- No navio de cruzeiro MV Hondius, 147 passageiros e tripulantes haviam sido expostos; em 4 de maio foram identificados sete casos da hantavírus da cepa Andes a bordo.
- Devido ao incubation period longo, houve preocupação com a disseminação mundial caso a transmissão tivesse ocorrido entre quem desembarcou e viajou para casa.
- O desfecho foi contido: ao todo, foram confirmados apenas treze casos, todos entre os passageiros que estiveram no navio.
- A Espanha desempenhou papel-chave ao autorizar o atracamento próximo a Tenerife e organizar o desembarque e o retorno seguro dos viajantes, reduzindo o risco de espalhamento.
- A prática coordenada incluiu orientações técnicas da Organização Mundial da Saúde e apoio à repatriação pelo UK Health Security Agency; vinte e um países aderiram a um programa de pesquisa coordenada sobre hantavírus.
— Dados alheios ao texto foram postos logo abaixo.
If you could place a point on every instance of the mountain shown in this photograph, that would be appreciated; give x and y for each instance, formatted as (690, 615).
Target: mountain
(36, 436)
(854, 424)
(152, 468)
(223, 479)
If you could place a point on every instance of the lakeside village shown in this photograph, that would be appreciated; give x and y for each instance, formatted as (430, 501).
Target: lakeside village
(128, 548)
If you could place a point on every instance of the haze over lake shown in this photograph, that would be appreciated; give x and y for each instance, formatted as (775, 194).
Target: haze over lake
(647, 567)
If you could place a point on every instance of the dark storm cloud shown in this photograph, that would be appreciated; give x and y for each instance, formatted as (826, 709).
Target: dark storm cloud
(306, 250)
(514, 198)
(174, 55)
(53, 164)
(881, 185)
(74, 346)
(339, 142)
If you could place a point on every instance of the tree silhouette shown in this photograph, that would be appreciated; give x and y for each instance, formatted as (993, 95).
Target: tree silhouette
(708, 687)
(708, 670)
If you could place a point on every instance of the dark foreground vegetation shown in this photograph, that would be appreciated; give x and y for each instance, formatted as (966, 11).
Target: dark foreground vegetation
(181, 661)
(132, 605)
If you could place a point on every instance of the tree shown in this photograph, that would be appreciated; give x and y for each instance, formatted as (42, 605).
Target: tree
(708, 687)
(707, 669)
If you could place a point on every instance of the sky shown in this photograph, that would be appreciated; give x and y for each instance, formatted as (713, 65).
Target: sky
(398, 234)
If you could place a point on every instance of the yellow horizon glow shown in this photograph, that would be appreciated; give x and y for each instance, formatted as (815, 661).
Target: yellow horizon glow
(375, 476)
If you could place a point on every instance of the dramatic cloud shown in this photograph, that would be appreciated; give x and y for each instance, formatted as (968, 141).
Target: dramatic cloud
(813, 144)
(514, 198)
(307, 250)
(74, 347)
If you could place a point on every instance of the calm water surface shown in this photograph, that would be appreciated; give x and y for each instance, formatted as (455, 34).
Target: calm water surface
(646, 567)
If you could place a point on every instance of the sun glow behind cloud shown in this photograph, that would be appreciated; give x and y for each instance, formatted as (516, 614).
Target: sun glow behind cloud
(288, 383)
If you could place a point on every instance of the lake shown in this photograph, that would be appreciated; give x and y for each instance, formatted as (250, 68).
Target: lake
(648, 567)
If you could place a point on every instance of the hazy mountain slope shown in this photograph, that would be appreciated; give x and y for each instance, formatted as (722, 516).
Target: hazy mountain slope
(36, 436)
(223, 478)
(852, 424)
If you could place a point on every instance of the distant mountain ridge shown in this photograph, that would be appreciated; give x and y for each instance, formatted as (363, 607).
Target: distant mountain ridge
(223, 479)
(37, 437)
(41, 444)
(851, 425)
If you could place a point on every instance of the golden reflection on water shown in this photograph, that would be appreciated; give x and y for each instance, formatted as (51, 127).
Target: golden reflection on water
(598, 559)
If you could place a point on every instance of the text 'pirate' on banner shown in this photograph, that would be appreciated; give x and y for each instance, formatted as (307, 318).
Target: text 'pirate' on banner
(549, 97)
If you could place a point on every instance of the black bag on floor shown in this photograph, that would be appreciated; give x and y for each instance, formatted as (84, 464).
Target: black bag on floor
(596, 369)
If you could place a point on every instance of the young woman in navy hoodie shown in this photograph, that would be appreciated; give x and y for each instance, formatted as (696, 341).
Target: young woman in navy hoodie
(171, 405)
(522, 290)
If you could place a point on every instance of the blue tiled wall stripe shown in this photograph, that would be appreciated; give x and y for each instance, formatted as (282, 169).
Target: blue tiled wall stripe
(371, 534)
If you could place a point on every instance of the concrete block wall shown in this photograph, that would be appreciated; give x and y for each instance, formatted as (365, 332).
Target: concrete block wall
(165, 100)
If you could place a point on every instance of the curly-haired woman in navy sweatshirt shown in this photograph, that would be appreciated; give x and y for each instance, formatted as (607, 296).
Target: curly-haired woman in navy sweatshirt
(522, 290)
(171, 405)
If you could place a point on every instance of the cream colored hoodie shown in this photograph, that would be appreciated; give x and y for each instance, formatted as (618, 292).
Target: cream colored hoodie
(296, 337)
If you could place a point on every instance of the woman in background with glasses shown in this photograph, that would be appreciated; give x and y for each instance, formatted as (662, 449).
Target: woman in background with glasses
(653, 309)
O navio de cruzeiro MV Hondius, com 147 passageiros e tripulação, teve o anúncio inicial de um surto de hantavírus em 4 de maio. O caso apresentado foi da variante Andes, com potencial de transmissão de humano para humano. As autoridades enfrentaram o desafio de gerenciar a propagação entre pessoas a bordo e passageiros já desembarcados, vindos de 23 nacionalidades.
O contágio poderia ter se disseminado de forma global caso não tivesse ocorrido a detecção rápida. A incubação longa, de até oito semanas, aumentava a complexidade de rastrear contatos e impedir a disseminação para aeroportos, voos e cidades ao redor do mundo.
A resposta inicial envolveu decisões de gestão de crise, incluindo onde permitir o desembarque. Por fim, a Espanha autorizou o atendimento e encaminhamento seguro dos passageiros, com ações coordenadas para evitar novos impactos na região de Tenerife.
Cooperação internacional e orientações técnicas
Ao lado da Espanha, a Organização Mundial da Saúde forneceu diretrizes técnicas a 23 países com viajantes a bordo, padronizando isolamento, monitoramento e manejo clínico. A coordenação da OMS foi crucial para padronizar rastreamento de contatos, voos e transportes públicos entre diferentes sistemas de saúde.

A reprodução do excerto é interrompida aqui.